Türkiye'nin Batı'yla, NATO ve AB ile köklü bağları olduğuna dikkat çeken Doster, Şanghay İşbirliği Örgütü'nün bu nedenle Ankara'nın talebine temkinli yaklaşabileceğini ve Erdoğan'ın bunu bilerek açıklamayı yapmış olabileceğini ifade ediyor.

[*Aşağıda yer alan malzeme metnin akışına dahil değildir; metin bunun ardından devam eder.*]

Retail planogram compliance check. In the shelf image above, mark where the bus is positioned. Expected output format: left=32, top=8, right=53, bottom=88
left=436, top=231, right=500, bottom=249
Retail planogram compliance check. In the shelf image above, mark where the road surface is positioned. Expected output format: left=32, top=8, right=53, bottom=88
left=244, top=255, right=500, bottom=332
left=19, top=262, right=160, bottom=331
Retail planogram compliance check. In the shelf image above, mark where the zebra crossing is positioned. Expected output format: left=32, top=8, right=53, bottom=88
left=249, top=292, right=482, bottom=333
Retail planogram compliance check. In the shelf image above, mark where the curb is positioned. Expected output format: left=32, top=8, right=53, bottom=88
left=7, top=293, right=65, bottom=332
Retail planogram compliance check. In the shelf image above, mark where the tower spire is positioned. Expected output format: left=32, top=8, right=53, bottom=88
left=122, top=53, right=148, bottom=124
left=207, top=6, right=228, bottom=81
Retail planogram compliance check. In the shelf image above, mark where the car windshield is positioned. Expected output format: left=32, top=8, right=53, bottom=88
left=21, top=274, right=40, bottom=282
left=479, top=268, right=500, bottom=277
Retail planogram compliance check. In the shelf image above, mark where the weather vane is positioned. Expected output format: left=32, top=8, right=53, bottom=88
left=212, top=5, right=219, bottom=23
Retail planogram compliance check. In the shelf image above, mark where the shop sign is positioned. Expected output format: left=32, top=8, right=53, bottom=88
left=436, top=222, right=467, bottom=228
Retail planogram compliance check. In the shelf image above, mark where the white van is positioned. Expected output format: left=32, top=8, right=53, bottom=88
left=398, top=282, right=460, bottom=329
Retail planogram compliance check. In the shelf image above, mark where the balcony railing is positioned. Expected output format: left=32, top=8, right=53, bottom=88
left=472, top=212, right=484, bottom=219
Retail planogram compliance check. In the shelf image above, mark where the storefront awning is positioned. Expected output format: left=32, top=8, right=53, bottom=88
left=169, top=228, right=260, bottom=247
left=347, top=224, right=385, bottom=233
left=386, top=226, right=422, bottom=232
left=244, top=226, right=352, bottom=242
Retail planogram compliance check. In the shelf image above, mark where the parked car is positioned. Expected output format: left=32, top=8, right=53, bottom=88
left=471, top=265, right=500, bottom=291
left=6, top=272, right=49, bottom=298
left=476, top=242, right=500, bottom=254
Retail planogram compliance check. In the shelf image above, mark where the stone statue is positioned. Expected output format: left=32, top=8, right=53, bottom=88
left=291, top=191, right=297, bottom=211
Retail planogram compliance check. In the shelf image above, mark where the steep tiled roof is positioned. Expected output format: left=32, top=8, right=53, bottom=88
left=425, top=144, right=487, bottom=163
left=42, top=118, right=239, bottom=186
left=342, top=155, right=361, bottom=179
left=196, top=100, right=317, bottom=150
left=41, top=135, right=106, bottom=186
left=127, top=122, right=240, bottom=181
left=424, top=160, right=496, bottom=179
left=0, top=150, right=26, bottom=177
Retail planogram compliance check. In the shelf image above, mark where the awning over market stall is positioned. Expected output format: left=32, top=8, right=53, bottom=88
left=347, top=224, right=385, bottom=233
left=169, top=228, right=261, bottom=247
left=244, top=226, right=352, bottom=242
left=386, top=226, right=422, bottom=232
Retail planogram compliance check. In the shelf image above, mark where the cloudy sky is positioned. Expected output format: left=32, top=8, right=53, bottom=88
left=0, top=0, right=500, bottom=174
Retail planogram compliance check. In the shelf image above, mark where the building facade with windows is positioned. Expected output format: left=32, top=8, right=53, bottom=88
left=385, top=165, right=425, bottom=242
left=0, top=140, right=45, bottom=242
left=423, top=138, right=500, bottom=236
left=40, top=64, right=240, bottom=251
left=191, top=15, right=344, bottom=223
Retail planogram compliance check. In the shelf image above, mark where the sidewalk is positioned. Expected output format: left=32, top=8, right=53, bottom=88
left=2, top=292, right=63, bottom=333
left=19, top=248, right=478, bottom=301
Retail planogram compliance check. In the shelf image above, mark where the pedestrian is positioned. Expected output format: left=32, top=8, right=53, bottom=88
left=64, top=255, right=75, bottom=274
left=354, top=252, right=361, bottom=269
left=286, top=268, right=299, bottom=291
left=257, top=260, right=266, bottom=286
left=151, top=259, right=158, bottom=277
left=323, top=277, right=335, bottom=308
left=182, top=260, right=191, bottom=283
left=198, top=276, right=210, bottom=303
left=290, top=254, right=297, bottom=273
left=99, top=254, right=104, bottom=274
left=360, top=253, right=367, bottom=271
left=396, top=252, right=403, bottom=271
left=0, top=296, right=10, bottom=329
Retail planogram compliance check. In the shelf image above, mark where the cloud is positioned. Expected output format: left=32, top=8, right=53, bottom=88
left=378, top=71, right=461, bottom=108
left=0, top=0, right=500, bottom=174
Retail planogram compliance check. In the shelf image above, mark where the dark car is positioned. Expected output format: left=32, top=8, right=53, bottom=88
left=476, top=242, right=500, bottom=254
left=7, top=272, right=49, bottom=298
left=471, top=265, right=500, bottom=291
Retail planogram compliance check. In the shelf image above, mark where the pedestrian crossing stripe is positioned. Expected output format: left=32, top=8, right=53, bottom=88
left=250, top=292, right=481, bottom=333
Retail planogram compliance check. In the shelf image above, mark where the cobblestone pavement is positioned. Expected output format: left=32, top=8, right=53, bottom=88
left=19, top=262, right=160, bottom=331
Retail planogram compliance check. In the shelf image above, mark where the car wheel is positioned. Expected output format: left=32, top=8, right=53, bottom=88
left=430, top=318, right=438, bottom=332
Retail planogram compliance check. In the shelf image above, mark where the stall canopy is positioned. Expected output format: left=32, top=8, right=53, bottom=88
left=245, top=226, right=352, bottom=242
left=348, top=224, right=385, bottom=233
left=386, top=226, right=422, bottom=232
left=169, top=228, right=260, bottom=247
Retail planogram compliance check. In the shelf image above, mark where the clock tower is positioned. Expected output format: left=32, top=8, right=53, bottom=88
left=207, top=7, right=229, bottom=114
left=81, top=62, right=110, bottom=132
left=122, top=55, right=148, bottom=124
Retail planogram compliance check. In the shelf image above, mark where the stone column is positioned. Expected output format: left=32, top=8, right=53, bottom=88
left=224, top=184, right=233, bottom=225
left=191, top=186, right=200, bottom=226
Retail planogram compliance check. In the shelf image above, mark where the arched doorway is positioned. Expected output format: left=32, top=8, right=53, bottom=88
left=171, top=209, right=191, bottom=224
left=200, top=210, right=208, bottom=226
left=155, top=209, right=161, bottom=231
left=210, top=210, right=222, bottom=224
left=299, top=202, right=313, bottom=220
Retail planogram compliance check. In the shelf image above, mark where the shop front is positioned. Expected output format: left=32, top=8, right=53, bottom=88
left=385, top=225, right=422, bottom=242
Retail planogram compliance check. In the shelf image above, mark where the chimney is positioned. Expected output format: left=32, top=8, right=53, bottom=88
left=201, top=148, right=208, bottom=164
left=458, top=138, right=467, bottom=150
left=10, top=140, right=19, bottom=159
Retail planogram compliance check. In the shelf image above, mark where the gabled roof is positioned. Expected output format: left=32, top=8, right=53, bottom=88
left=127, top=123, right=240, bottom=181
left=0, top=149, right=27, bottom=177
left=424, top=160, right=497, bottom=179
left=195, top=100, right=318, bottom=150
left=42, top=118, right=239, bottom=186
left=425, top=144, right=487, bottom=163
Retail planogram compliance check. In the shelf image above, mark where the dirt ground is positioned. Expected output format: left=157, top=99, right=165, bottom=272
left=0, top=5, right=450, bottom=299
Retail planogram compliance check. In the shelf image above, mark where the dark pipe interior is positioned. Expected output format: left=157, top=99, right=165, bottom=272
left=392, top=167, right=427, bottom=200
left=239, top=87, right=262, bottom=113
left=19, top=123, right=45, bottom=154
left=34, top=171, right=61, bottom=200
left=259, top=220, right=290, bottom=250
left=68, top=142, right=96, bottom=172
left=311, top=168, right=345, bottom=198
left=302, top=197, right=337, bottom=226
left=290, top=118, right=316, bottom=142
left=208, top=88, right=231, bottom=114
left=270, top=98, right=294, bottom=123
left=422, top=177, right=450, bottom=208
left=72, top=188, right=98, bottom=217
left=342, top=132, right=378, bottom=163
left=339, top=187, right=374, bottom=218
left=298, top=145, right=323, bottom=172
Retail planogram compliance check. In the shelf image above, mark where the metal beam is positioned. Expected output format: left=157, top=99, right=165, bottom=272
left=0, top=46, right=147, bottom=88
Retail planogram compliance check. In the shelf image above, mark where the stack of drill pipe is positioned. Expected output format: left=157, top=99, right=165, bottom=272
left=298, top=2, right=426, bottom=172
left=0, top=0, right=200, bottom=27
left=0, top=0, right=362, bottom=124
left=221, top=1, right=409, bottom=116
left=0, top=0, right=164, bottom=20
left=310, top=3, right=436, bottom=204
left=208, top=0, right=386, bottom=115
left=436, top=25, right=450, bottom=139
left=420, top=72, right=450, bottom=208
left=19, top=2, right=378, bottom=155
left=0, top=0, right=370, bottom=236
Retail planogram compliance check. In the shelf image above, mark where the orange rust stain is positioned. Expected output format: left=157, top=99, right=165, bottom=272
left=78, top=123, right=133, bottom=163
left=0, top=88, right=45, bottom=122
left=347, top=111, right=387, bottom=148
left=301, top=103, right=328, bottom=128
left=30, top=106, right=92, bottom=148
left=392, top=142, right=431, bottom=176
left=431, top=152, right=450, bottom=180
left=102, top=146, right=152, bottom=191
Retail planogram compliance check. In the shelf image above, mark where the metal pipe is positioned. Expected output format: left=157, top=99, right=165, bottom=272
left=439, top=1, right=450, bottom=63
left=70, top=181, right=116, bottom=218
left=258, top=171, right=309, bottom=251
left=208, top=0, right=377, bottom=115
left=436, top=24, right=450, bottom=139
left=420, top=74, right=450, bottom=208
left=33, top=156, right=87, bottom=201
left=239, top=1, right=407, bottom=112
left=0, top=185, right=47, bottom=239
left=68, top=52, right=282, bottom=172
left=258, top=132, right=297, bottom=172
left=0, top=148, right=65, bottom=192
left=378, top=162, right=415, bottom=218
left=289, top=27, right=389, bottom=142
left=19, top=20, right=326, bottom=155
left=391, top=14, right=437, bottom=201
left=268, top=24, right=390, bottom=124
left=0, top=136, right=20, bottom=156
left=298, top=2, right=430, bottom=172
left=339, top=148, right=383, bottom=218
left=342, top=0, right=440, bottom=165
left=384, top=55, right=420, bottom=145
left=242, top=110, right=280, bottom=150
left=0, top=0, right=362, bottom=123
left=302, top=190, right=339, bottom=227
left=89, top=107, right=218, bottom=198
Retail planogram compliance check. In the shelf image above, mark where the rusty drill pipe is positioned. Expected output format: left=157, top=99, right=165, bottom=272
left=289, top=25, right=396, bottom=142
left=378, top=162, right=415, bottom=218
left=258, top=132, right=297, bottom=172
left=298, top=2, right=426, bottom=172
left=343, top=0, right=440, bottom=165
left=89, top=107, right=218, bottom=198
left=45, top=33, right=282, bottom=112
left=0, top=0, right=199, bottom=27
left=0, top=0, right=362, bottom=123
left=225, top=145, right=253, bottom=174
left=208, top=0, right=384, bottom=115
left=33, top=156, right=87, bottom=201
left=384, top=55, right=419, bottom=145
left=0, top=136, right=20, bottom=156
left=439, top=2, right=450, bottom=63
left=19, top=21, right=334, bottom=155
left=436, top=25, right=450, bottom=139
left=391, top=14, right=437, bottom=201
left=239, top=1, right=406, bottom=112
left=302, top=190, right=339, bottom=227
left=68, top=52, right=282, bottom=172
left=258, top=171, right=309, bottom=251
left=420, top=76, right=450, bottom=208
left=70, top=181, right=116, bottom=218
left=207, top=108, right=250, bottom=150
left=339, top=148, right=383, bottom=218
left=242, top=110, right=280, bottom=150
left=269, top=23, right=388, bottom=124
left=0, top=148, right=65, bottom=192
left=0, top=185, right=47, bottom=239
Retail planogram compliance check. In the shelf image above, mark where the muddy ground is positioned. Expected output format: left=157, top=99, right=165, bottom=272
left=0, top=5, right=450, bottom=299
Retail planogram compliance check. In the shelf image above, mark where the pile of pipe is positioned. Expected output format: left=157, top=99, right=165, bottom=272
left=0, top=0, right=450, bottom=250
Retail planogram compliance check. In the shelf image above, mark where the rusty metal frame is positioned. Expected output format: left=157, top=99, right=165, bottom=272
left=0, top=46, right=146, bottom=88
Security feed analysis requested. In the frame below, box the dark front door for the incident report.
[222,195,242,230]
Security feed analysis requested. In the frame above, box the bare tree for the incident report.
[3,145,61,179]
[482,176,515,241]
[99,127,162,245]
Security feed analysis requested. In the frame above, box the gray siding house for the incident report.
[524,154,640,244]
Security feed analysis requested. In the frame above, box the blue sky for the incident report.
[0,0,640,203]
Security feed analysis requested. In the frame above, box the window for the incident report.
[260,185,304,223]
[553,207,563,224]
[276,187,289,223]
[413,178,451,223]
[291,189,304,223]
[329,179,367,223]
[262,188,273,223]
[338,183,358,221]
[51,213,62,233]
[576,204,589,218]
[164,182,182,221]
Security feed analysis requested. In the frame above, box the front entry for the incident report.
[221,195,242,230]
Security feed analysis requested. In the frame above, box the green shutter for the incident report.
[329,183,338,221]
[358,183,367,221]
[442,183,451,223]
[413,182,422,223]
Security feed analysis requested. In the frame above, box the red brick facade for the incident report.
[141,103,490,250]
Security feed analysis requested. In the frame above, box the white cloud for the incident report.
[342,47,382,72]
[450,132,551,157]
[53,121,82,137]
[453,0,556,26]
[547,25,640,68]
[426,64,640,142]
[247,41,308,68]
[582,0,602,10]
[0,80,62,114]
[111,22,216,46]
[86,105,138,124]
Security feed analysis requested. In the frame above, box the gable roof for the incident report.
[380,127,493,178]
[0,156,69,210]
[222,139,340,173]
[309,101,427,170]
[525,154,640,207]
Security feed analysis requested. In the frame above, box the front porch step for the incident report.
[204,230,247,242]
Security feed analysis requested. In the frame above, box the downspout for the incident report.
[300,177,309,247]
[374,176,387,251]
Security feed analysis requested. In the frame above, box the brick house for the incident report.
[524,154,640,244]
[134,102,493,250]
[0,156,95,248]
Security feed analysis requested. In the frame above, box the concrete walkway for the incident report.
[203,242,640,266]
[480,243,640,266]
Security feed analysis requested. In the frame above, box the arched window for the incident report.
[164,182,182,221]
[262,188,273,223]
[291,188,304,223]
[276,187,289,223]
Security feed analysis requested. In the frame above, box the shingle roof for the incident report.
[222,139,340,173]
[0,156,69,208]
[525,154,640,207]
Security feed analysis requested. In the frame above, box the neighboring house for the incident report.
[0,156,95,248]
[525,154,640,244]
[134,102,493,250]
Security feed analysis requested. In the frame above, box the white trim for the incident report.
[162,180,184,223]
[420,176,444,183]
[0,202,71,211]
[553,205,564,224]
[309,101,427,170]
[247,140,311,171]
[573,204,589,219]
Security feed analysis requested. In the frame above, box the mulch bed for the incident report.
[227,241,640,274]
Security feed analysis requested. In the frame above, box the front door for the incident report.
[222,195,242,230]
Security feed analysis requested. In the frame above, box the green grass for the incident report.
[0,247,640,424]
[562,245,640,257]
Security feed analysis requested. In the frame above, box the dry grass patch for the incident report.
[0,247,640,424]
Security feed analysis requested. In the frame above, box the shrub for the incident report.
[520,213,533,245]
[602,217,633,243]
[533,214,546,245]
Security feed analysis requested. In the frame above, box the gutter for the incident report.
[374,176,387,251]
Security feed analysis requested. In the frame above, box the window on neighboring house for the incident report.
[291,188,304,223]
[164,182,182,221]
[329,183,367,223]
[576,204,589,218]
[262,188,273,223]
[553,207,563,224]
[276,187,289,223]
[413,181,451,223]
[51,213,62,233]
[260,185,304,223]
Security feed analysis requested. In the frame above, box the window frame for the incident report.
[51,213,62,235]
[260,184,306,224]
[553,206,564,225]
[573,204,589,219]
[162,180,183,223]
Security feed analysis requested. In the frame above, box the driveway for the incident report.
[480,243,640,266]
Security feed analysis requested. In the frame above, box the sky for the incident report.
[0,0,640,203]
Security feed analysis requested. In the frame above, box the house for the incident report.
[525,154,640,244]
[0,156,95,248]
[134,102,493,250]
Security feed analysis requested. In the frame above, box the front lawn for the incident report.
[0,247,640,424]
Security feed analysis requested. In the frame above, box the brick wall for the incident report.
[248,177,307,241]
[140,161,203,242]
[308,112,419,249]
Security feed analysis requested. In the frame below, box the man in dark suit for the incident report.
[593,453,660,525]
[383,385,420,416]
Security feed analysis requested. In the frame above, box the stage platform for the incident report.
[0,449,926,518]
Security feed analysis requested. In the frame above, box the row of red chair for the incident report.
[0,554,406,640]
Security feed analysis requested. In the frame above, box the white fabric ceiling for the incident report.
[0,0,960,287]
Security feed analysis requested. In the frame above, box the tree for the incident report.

Doster'e göre Erdoğan, Batı'yla ilişkilerin gerilimli olduğu dönemlerde sık sık ŞİÖ'ye üyelik talebinde bulunuyor ancak buna dair hiçbir adım atılmıyor:
"Son 5-6 yıldır dikkat edersek eğer, ne zaman Batı'yla aramızda bir gerginlik yaşansa bunu gündeme getiriyor Erdoğan. Hemen hemen her iki yılda bir Türkiye'den bir Şanghay çıkışı görmeye alışkın hale geldi Türkiye ve dünya kamuoyu. Bana sorarsanız, son çıkışın altında da bu var. Yoksa eğer Türkiye bugün karar verse NATO'dan çıkmaya, NATO'nun Türk siyasal hayatı, ordusu, kültür yaşamı, entelektüel hayatı, akademisi, bürokrasisi üzerindeki etkilerini silmesi en az zaten 25 yıl alır. Hiçbir ciddiyeti, hiçbir kurumsal adımı söz konusu değil bunların. Türkiye acaba gerek uluslararası ticarette kullana geldiği, gerekse Türk iç piyasasında çok ciddi yeri olan dolar ve euro'dan vazgeçmeye hazır mı? Biz bunu tartışmak durumundayız. Acaba şu andaki mevcut siyasal heyetin tarihsel arka planı, ideolojik örgüsü, içerideki üretim mülkiyet bölüşüm ilişkileri, mevcut siyasal heyeti besleyen ve ondan beslenen iş dünyasının, bürokrasinin yönelimi geniş planda Avrasya'ya mı yönelik, yoksa Batı'ya ve son yıllarda biraz daha fazla Ortadoğu'ya; Suudi Arabistan'a, Katar'a, Körfez sermayesine mi yönelik? O bağlamda ben bu çıkışları tamamen iç ve dış kamuoyuna yönelik mesajlar olarak görüyorum. Onun dışında Türkiye'nin bir kurumsal adımının kesinlikle olmadığını düşünenlerdenim."